Down to 10 men Arsenal created almost as many chances in the second half as we did in the first, had as many shots on target from open play, passed a little more accurately overall, partly due to Alexis upping his pass completion rate from 57% to 79%, and scored as many goals as we did in the first half. Now it was QPR playing with passionate determination that with pretty well the whole of the second half of the game to play there was something for them to take from this game. They saw more of the ball, passed more frequently and a tad more accurately than we did and in a fraught atmosphere within the stadium, created by the tension palpable on both sides, were eventually rewarded by a referee who couldn’t have been resistant to the need to give QPR something for their efforts. It was a close call and you couldn’t really blame the referee for succumbing to the demands for more drama but it was a decision that in a quieter less theatrical point of the game might not have been given.

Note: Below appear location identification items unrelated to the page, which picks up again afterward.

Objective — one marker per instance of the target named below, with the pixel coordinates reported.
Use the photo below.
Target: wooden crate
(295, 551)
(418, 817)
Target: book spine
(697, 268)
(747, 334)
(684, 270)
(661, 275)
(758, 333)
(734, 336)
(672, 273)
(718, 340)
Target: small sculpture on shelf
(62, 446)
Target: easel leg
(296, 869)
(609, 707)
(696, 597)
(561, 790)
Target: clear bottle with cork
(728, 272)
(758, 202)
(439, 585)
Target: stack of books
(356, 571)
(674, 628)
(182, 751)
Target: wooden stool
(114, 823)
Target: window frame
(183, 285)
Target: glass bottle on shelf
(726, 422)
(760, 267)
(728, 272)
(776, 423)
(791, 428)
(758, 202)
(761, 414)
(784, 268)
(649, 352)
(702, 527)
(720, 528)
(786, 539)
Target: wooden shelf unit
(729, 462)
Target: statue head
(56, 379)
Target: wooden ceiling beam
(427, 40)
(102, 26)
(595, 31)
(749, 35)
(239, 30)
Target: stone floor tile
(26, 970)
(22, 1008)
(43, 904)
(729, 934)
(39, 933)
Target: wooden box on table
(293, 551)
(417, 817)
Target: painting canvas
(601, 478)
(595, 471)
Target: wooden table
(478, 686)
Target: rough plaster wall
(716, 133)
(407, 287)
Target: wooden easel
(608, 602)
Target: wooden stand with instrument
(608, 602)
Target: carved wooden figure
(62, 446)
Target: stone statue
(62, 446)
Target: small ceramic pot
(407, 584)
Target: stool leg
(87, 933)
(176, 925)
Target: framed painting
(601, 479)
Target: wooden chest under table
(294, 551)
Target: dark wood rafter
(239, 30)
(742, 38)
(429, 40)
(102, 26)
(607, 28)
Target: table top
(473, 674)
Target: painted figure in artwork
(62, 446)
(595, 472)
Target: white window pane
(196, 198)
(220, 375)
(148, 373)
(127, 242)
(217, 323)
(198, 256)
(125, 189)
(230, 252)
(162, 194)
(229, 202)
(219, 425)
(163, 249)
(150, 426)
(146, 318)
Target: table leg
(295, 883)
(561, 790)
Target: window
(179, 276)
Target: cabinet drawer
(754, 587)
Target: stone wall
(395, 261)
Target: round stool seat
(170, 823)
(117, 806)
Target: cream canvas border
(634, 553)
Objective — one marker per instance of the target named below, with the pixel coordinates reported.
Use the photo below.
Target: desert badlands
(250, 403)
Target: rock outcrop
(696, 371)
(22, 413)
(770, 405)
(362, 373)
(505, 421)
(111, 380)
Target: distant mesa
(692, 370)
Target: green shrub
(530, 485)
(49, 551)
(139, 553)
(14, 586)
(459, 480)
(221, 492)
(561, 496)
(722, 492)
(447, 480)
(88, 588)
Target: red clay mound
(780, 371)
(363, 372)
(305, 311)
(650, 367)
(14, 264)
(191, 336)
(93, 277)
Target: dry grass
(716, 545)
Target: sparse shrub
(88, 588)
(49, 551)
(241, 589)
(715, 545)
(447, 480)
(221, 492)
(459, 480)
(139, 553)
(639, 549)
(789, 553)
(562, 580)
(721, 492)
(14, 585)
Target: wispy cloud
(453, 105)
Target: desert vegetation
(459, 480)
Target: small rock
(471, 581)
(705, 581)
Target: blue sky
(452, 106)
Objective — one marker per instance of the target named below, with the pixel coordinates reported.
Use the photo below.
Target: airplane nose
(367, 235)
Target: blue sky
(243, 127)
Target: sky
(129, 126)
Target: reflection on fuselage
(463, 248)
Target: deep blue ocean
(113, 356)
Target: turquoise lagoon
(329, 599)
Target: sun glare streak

Fortunately we’d already doubled our lead by then in a rare moment of control and thought as Sanchez broke once more and once more looked to try to take on everyone but with his sight of goal blocked instead played an accurate pass to the free man Rosicky who with calm precise control hit it first time, low and hard across goal and found the back of the net. In truth we’d had more opportunities throughout the second half that poor decisions, lacking calm clinical thought, prevented us benefiting from as we might have done.

This was an exciting game because of the tension we partly created for ourselves, but also because we played it with a great deal of heart and not enough head. Without losing the passion we need to understand we have just as much need for precision in such games.